Backpropagation can be thought of as the model learning from its mistakes. During training, the model makes predictions, compares them to an evaluation set (what we’d like our outputs to look like), and then adjusts itself to try and make clearer predictions next time.

This is guided by a loss function, which measures the difference (or “error”) between the model's current output and the expected output in the evaluation set.

A simple, yet expressive illustration of a robot learning from its mistakes, embodying the concept of backpropagation. The robot, with a friendly and approachable design, stands in the center. In front of it, there's a series of panels showing its progress: the first panel displays a mistake, symbolized by a red 'X', the middle panel shows the robot contemplating with a thought bubble containing mathematical symbols, and the final panel shows a green checkmark, indicating successful learning. The background is minimalistic, focusing the attention on the robot's learning journey. — Pictured: Illustrative example of a model, represented by a robot, learning from its mistakes via backpropagation

Gradient descent can be thought of as teaching someone how to walk down a hill blindfolded, with the goal of reaching flat land. This flat land is where you want to be, because that’s where your house is, and being in your house gives you the most efficient access to your library, where all of your knowledge is kept.

A blindfolded person carefully walking down a lush, green hill with distinct bumps and curves, capturing a sense of gentle motion. The hill is rolling and vibrant with greenery. At the bottom of the hill, on flat land, there is a quaint house nestled in a serene valley.
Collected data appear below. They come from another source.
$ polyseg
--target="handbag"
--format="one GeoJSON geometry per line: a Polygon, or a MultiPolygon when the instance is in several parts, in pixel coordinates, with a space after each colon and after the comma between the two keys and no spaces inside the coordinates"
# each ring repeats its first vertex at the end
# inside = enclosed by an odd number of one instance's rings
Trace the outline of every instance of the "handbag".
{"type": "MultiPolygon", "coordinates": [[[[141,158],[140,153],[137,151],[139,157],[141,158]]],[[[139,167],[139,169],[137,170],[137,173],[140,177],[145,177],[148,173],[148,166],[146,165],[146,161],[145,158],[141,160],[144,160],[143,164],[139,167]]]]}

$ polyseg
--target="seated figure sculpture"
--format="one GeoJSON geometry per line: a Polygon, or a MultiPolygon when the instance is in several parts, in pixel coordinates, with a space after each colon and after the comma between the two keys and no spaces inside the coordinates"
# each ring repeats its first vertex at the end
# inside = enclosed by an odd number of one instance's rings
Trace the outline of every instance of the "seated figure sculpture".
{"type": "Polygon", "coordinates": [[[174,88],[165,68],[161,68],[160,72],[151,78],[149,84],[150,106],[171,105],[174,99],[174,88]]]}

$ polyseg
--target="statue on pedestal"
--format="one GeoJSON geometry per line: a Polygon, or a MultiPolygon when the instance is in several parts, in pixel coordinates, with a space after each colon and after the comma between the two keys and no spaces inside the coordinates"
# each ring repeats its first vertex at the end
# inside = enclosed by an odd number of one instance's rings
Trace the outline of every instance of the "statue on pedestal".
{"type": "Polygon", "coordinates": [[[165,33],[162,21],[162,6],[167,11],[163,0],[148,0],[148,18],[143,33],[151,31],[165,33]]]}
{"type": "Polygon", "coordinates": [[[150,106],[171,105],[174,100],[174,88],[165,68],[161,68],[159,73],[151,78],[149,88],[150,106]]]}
The scene is peaceful, with the focus on the blindfolded person navigating the hill's terrain. — Pictured: Illustrative example of gradient descent, depicted as a person blindfolded, navigating through a hilly terrain, aiming to reach the flat area where their house is located.
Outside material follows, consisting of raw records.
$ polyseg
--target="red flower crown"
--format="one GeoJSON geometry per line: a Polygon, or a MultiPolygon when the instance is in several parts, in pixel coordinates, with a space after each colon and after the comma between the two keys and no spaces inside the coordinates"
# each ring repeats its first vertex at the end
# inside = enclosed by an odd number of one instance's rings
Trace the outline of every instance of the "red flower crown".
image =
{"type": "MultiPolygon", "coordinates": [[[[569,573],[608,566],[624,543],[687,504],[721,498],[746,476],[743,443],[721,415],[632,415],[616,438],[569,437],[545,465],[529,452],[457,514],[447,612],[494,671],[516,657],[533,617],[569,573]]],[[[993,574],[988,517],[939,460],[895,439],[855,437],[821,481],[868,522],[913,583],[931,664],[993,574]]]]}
Each step that is taken is analyzed based on the way that it “feels.”

If it feels like the slope is heading upward, you take a step back, if it feels like the slope is heading downward, you take a step forward.

In this analogy, the slope is our loss function, and the size of the steps being taken is our learning rate.
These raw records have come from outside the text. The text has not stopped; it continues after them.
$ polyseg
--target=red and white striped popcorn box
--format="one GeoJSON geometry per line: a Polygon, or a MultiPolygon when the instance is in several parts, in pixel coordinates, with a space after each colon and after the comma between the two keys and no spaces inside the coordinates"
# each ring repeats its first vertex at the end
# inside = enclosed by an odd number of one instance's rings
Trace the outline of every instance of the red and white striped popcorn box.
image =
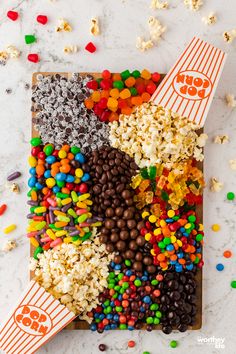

If the steps taken are too large, you might miss the valley and overshoot your house, which means its going to be a lot harder for you to access your knowledge.

If the steps taken are too small, you’ll never reach your house, which is just as bad!

The goal of training is to minimize loss, while avoiding issues like overfitting, where the model becomes too tailored to the training data and performs poorly on new, unseen data. Overfitting can be thought of as being stuck inside of your library, only ever capable of responding to questions with the knowledge stored in its books, unable to think outside of the box.

An illustration depicting the concept of overfitting in machine learning using a library analogy. The scene shows a small, enclosed library room, densely packed with bookshelves. In the center, a person of unspecified gender and descent is sitting at a desk, engrossed in reading a book, with piles of books around them. This represents a machine learning model's overfitting to training data. The library room is completely sealed, with solid walls and no windows or doors, symbolizing the model's inability to adapt to new, unseen data. This enclosed environment emphasizes overfitting: being limited to the knowledge it was trained on, unable to generalize to new information. — Pictured: Illustrative example of overfitting, represented by a person encased in a library, with no access to the outside world.

If, after training, a model responds well to questions or tasks that were not explicitly present in its training set, this is known as the model having generalized well. We can think of generalization as the model being able to efficiently apply its knowledge to a wide range of tasks, rather than only being capable of providing stilted or repetitive answers, which may be the case if the model has been overfit.

An illustration of a person working in a library. The library is cozy and well-lit, filled with shelves of books. The person is sitting at a wooden desk, surrounded by stacks of books, focused on reading or writing. Large windows are present in the background, showing a view of a beautiful, serene landscape outside. The world outside the windows is picturesque, featuring a clear blue sky, lush greenery, and perhaps a distant mountain or lake. The interior is warmly lit, creating a contrast with the bright and vibrant colors of the natural scene outside. — Pictured: Illustrative example of generalization, represented by a person reading in a library, with a window open to the outside world.

Often, training is done over several runs where the results of each are compared to each other, carefully adjusting settings known as hyperparameters in the hope of arriving at a resulting model that generalizes well.

Introduction to Encoders and Decoders

Before we get much further, it's important that we understand two fundamental components that form the basis of these models: encoders and decoders.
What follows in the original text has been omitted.